The attached change fixes the test and seems to be the right thing to do here?
Comment #31
nlisgo CreditAttribution: nlisgo commented@Berdir, would you be able to post up an interdiff?
Or maybe I am misunderstanding you. Did you have to change the test at all?
Comment #32
BerdirNot worth it, the only difference is the fix, the test is identical to what you posted. That's why I didn't bother with an interdiff or test-only patch.
Comment #33
nlisgo CreditAttribution: nlisgo commentedThanks, I just misread your message. I will review this tomorrow. Looks good on first glance.
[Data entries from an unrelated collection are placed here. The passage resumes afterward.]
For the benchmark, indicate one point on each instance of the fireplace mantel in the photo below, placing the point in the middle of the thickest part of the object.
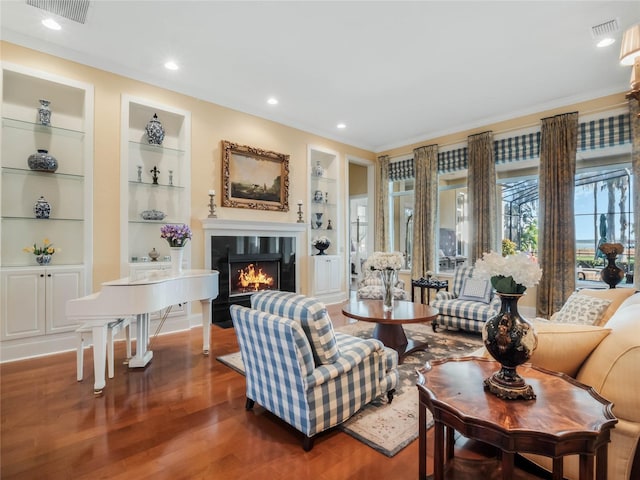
(219, 227)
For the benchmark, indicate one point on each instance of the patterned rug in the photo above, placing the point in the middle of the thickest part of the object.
(390, 428)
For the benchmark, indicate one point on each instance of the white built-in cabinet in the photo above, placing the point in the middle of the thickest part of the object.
(325, 209)
(36, 300)
(33, 297)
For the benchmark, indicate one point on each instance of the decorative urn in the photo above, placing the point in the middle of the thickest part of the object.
(42, 209)
(155, 131)
(42, 161)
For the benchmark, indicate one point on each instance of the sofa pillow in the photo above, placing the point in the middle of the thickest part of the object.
(616, 295)
(612, 369)
(582, 309)
(564, 347)
(476, 290)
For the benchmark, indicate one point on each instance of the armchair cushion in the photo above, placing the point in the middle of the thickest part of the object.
(310, 313)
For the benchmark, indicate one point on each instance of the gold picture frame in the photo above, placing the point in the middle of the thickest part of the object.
(254, 178)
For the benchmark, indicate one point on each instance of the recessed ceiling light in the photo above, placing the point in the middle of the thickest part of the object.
(51, 23)
(605, 42)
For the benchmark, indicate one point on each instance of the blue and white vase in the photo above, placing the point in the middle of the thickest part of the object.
(44, 113)
(155, 131)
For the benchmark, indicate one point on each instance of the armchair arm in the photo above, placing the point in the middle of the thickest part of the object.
(351, 356)
(444, 295)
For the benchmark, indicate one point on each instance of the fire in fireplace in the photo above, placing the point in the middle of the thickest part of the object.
(253, 277)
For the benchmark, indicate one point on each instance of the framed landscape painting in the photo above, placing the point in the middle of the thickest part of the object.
(254, 178)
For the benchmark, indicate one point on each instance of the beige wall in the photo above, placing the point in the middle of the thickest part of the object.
(357, 179)
(210, 124)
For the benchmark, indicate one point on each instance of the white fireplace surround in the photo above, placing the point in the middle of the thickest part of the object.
(218, 227)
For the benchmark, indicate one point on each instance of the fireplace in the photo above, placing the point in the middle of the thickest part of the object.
(248, 276)
(250, 257)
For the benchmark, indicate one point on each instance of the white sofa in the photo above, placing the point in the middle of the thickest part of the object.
(605, 356)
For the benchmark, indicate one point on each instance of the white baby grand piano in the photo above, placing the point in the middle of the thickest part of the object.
(154, 291)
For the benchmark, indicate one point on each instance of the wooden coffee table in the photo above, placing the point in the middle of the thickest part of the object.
(566, 418)
(389, 324)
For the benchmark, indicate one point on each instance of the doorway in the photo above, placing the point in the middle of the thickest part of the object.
(361, 219)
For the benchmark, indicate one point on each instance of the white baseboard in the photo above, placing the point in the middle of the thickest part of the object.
(34, 347)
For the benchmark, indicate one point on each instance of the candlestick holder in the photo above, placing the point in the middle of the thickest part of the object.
(212, 206)
(300, 220)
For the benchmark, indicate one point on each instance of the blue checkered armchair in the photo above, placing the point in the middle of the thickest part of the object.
(469, 315)
(302, 371)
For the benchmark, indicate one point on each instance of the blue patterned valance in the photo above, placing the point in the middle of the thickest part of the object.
(401, 170)
(605, 132)
(592, 135)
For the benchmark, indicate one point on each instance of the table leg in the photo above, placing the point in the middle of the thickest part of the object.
(601, 463)
(586, 467)
(438, 451)
(558, 468)
(393, 336)
(422, 441)
(206, 325)
(507, 465)
(99, 334)
(450, 443)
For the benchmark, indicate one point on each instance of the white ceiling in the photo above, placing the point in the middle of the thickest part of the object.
(394, 72)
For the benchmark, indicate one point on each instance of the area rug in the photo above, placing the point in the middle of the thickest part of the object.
(388, 428)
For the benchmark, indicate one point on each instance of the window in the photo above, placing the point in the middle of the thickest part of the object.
(401, 202)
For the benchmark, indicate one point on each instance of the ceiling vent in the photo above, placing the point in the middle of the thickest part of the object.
(75, 10)
(606, 29)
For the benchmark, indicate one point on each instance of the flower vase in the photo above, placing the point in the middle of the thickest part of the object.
(177, 253)
(388, 281)
(322, 246)
(511, 340)
(43, 259)
(612, 274)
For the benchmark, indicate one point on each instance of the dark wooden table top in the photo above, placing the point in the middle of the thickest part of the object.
(566, 415)
(403, 312)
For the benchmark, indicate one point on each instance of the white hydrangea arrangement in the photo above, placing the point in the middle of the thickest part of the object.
(385, 261)
(508, 274)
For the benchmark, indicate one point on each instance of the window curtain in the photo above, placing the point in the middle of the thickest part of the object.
(634, 110)
(381, 240)
(556, 236)
(481, 187)
(425, 210)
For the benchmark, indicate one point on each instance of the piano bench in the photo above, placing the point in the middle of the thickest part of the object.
(84, 333)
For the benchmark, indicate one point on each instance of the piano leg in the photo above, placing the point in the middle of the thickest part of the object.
(206, 325)
(142, 356)
(99, 334)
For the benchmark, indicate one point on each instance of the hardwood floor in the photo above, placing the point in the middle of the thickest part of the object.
(182, 417)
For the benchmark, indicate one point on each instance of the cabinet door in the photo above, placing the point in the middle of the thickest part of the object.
(61, 285)
(327, 274)
(23, 303)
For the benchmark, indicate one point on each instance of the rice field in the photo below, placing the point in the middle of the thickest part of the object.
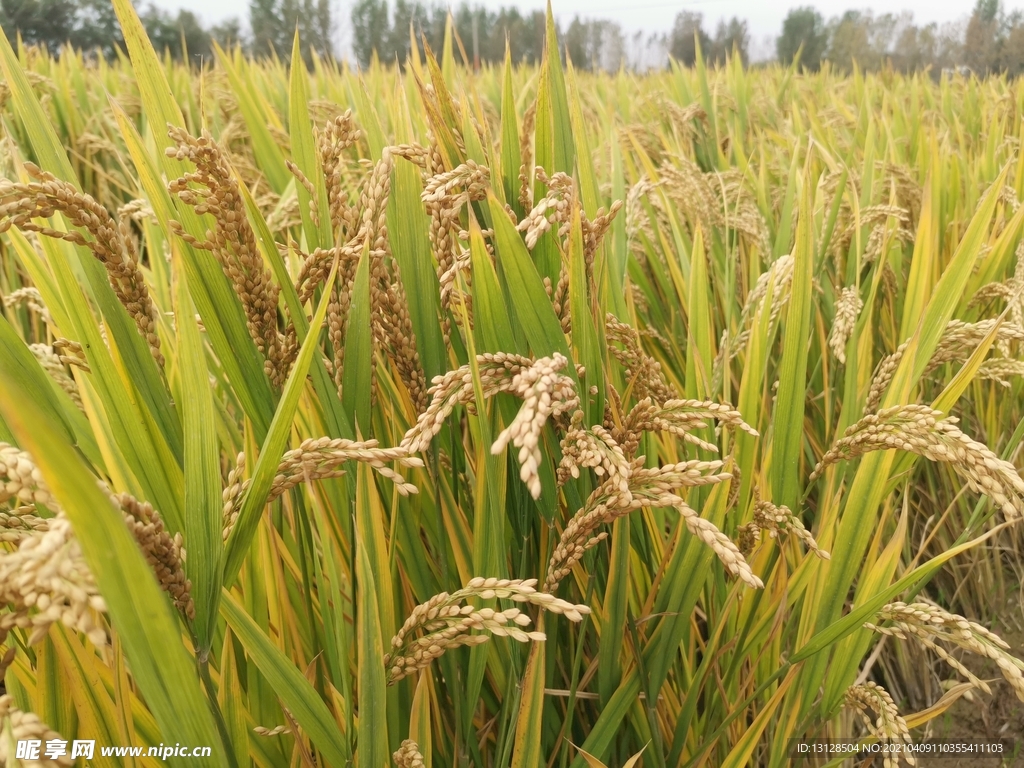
(518, 417)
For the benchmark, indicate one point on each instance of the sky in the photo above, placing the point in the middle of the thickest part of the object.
(764, 16)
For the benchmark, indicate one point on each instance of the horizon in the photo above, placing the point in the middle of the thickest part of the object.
(647, 16)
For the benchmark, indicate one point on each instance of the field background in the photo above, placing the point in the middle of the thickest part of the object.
(664, 298)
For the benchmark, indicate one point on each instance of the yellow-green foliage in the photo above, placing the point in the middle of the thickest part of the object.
(552, 356)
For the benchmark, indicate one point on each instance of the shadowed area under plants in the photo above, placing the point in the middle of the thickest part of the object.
(430, 416)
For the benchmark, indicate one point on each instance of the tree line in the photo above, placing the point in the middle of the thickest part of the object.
(990, 40)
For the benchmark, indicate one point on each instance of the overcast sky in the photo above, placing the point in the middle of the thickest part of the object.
(764, 16)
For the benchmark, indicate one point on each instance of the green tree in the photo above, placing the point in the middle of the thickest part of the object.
(686, 33)
(48, 23)
(804, 30)
(371, 29)
(729, 36)
(273, 24)
(177, 34)
(981, 41)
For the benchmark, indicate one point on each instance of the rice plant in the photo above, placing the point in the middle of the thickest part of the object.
(515, 417)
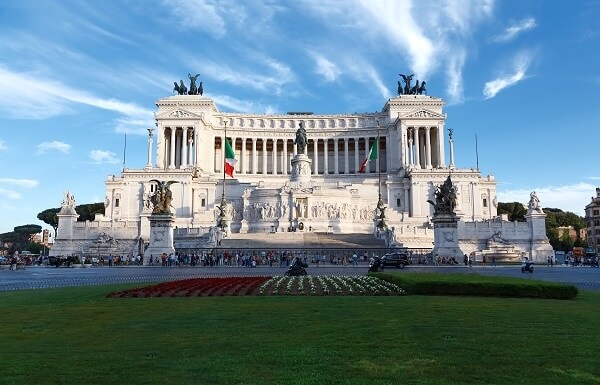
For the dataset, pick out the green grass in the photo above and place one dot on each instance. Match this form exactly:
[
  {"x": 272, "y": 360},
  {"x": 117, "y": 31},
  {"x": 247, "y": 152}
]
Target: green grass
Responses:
[
  {"x": 477, "y": 285},
  {"x": 77, "y": 336}
]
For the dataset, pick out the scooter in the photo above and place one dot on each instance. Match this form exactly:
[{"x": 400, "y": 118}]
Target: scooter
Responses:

Thanks a ton for your help on this.
Comment #34
Fabianx CreditAttribution: Fabianx commentedThe fix looks great, RTBC + 1. Final RTBC can com from nlisgo tomorrow.
Comment #35
swentel CreditAttribution: swentel commented+1 indeed
Comment #36
nlisgo CreditAttribution: nlisgo commentedRTBC + 1
I am going to move to RTBC for the D8 patch.
I think this is ready. I've read and reviewed the code change by the patch in #30. FieldStorageConfig::hasData() now returns the value we expect. In future this code may be revisited for optimisation would make that improvement non-critical and future development would be helped by these tests in place.
What has become apparent is that not only was FieldStorageConfig::hasData() not returning the expected value but neither was SqlContentEntityStorage::countFieldData().
The patch to the countFieldData() does not break any other existing tests on that method. I have no idea what direction we will be going in with allowing revisions to be disabled for content. Is this a setting that will only be permitted on a content type level or will we be able to decide that a specific entity will not store revisions. If we ever move in that direction and we have entities that use a single field, some with only entries in the data tables and some with only entries in the revision table,s then this code would need to be refactored. But that's ok :)
I would like to resupply the D7 patch before it's committed because of a typo in an annotation. Shall I wait for the D8 patch to be committed first?
Comment #37
alexpottCommitted 03662aa and pushed to 8.0.x. Thanks!
Comment #39
nlisgo CreditAttribution: nlisgo commentedJust changes to the annotation of the patch supplied in #10.
Comment #40
BerdirNote that my testing in 8.x showed that we already create the revision tables only conditionally, and already implements it dynamically based on the revisionable flag of the host entity type. Would not even work otherwise. So it doesn't need any follow-up or further improvements.
Comment #41
Fabianx CreditAttribution: Fabianx commentedRTBC for D7 as well :) - Nice!
I think our only choice for D7 is to check both tables as done here.
Looks great to me!
Comment #42
David_Rothstein CreditAttribution: David_Rothstein commentedCommitted to 7.x - thanks!
The Drupal 7 tests might be improved a bit by having them actually use the API (or user interface) to get into a realistic situation in which the revision table has data but the field table doesn't, rather than inserting into the field tables directly? But it works fine as is, and that could certainly be a followup if desired.